Reputation: 2498
I'm trying to process an entire string but the way my code is written, part of it is not being processed. Here's a representation of my code:
#!/usr/bin/perl
my $string = "MAGRSHPGPLRPLLPLLVVAACVLPGAGGTCPERALERREEEAN
VVLTGTVEEILNVDPVQHTYSCKVRVWRYLKGKDLVARESLLDGGNKVVISGFGDPLI
CDNQVSTGDTRIFFVNPAPPYLWPAHKNELMLNSSLMRITLRNLEEVEFCVEDKPGTH
LRDVVVGRHPLHLLEDAVTKPELRPCPTP";
$string =~ s/\s+//g; # remove white space from string
# split the string into fragments of 58 characters and store in array
my @array = $string =~ /[A-Z]{58}/g;
my $len = scalar @array;
print $len . "\n"; # this prints 3
# print the fragments
print $array[0] . "\n";
print $array[1] . "\n";
print $array[2] . "\n";
print $array[3] . "\n";
The code outputs the following:
3
MAGRSHPGPLRPLLPLLVVAACVLPGAGGTCPERALERREEEANVVLTGTVEEILNVD
PVQHTYSCKVRVWRYLKGKDLVARESLLDGGNKVVISGFGDPLICDNQVSTGDTRIFF
VNPAPPYLWPAHKNELMLNSSLMRITLRNLEEVEFCVEDKPGTHLRDVVVGRHPLHLL
<blank space>
Notice that the rest of the string EDAVTKPELRPCPTP
is not stored in @array
. When I'm creating my array, how do I store EDAVTKPELRPCPTP
? Perhaps I could store it in $array[3]
?
Upvotes: 0
Views: 113
Reputation: 126762
You may prefer to use unpack
, like this
$string =~ s/\s+//g;
my @fragments = unpack '(A58)*', $string;
Or if you would rather leave $string
unchanged and have v5.14 or better of Perl, then you can write
my @fragments = unpack '(A58)*', $string =~ s/\s+//gr;
Upvotes: 2
Reputation: 6553
If you don't actually need regex character classes, this is how I'd do it:
use strict;
use warnings;
use Data::Dump;
my $string = "MAGRSHPGPLRPLLPLLVVAACVLPGAGGTCPERALERREEEAN
VVLTGTVEEILNVDPVQHTYSCKVRVWRYLKGKDLVARESLLDGGNKVVISGFGDPLI
CDNQVSTGDTRIFFVNPAPPYLWPAHKNELMLNSSLMRITLRNLEEVEFCVEDKPGTH
LRDVVVGRHPLHLLEDAVTKPELRPCPTP";
$string =~ s/\s+//g;
my @chunks;
while (length($string)) {
push(@chunks, substr($string, 0, 58, ''));
}
dd($string, \@chunks);
Output:
(
"",
[
"MAGRSHPGPLRPLLPLLVVAACVLPGAGGTCPERALERREEEANVVLTGTVEEILNVD",
"PVQHTYSCKVRVWRYLKGKDLVARESLLDGGNKVVISGFGDPLICDNQVSTGDTRIFF",
"VNPAPPYLWPAHKNELMLNSSLMRITLRNLEEVEFCVEDKPGTHLRDVVVGRHPLHLL",
"EDAVTKPELRPCPTP",
],
)
Upvotes: 1
Reputation: 29854
What you're missing is the ability to capture less than 58 characters.
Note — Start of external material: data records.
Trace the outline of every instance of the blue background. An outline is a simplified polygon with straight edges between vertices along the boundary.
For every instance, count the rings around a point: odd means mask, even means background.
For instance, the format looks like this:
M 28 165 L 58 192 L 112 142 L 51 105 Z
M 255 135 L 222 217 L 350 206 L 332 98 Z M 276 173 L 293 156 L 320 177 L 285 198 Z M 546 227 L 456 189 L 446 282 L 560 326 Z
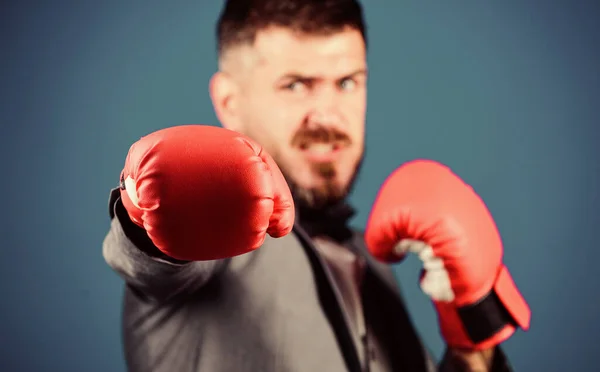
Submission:
M 550 3 L 364 2 L 368 156 L 353 223 L 364 226 L 400 163 L 449 164 L 487 201 L 533 310 L 530 332 L 505 344 L 516 370 L 590 371 L 600 13 L 593 1 Z M 140 136 L 217 123 L 207 84 L 219 10 L 199 0 L 2 2 L 0 370 L 124 371 L 122 282 L 101 255 L 108 192 Z M 418 271 L 414 258 L 396 266 L 439 356 Z

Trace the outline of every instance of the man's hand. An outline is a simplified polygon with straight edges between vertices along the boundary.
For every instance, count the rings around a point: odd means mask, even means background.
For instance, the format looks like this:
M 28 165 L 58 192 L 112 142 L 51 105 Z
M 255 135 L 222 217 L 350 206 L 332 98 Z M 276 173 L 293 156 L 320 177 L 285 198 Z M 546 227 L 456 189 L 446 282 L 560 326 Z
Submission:
M 496 345 L 517 327 L 528 329 L 530 310 L 502 263 L 494 220 L 442 164 L 418 160 L 398 168 L 377 196 L 365 238 L 382 261 L 408 252 L 423 261 L 421 288 L 455 358 L 485 368 Z

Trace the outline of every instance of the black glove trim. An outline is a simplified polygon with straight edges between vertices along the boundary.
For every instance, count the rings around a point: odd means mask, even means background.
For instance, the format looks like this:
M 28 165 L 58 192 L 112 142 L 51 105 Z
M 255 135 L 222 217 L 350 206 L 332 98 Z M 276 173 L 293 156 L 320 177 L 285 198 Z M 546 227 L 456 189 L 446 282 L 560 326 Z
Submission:
M 479 302 L 458 308 L 458 316 L 474 343 L 494 336 L 506 325 L 516 323 L 494 290 Z

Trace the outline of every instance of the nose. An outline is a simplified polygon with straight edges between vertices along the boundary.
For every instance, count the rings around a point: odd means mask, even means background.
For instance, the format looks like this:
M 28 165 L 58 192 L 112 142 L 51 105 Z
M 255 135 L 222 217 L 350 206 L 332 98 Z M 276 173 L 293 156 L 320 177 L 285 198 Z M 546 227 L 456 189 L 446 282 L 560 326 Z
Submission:
M 316 127 L 335 127 L 341 128 L 342 121 L 340 115 L 330 110 L 315 109 L 308 115 L 307 126 L 310 128 Z
M 326 89 L 315 95 L 307 118 L 309 128 L 325 126 L 344 129 L 338 95 L 339 93 L 333 89 Z

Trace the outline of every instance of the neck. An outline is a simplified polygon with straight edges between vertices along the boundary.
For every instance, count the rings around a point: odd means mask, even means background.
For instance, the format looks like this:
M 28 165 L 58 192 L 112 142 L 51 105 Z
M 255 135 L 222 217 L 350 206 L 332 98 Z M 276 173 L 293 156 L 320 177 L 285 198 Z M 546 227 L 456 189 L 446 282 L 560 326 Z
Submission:
M 354 209 L 346 200 L 342 199 L 318 208 L 302 202 L 296 205 L 296 221 L 311 237 L 327 236 L 337 241 L 350 238 L 348 222 L 354 216 Z

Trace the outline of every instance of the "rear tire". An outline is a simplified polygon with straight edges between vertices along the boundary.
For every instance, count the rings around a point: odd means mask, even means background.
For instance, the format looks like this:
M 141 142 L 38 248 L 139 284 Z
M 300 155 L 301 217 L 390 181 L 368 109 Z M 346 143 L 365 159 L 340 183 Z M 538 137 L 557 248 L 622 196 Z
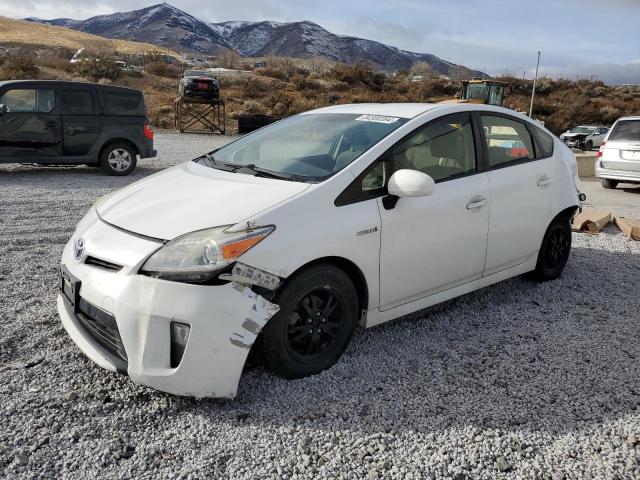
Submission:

And since you only want to do that if it's the end, you can do this:
/[A-Z]{58}|[A-Z]{1,57}\z/
Which I would prefer to write like this:
/\p{Upper}{58}|\p{Upper}{1,57}\z/
However, since this expression is greedy by default, it will prefer to gather 58 characters, and only default to less when it runs out of matching input.
/\p{Upper}{1,58}/
Or, for reasons as Schwern mentions (such as avoiding any foreign letters)
/[A-Z]{1,58}/
Upvotes: 2
Reputation: 165546
You've almost got it. You need to change your regex to allow for 1 to 58 characters.
my @array = $string =~ /[A-Z]{1,58}/g;
In addition, you have an error in your script using @prot_seq
instead of @array
. You should always use strict
to protect yourself against this sort of thing. Here's the script with strict, warnings, and 5.10 features (to get say).
#!/usr/bin/perl
use strict;
use warnings;
use v5.10;
my $string = "MAGRSHPGPLRPLLPLLVVAACVLPGAGGTCPERALERREEEAN
VVLTGTVEEILNVDPVQHTYSCKVRVWRYLKGKDLVARESLLDGGNKVVISGFGDPLI
CDNQVSTGDTRIFFVNPAPPYLWPAHKNELMLNSSLMRITLRNLEEVEFCVEDKPGTH
LRDVVVGRHPLHLLEDAVTKPELRPCPTP";
# Strip whitespace.
$string =~ s/\s+//g;
# Split the string into fragments of 58 characters or less
my @fragments = $string =~ /[A-Z]{1,58}/g;
say "Num fragments: ".scalar @fragments;
say join "\n", @fragments;
Upvotes: 5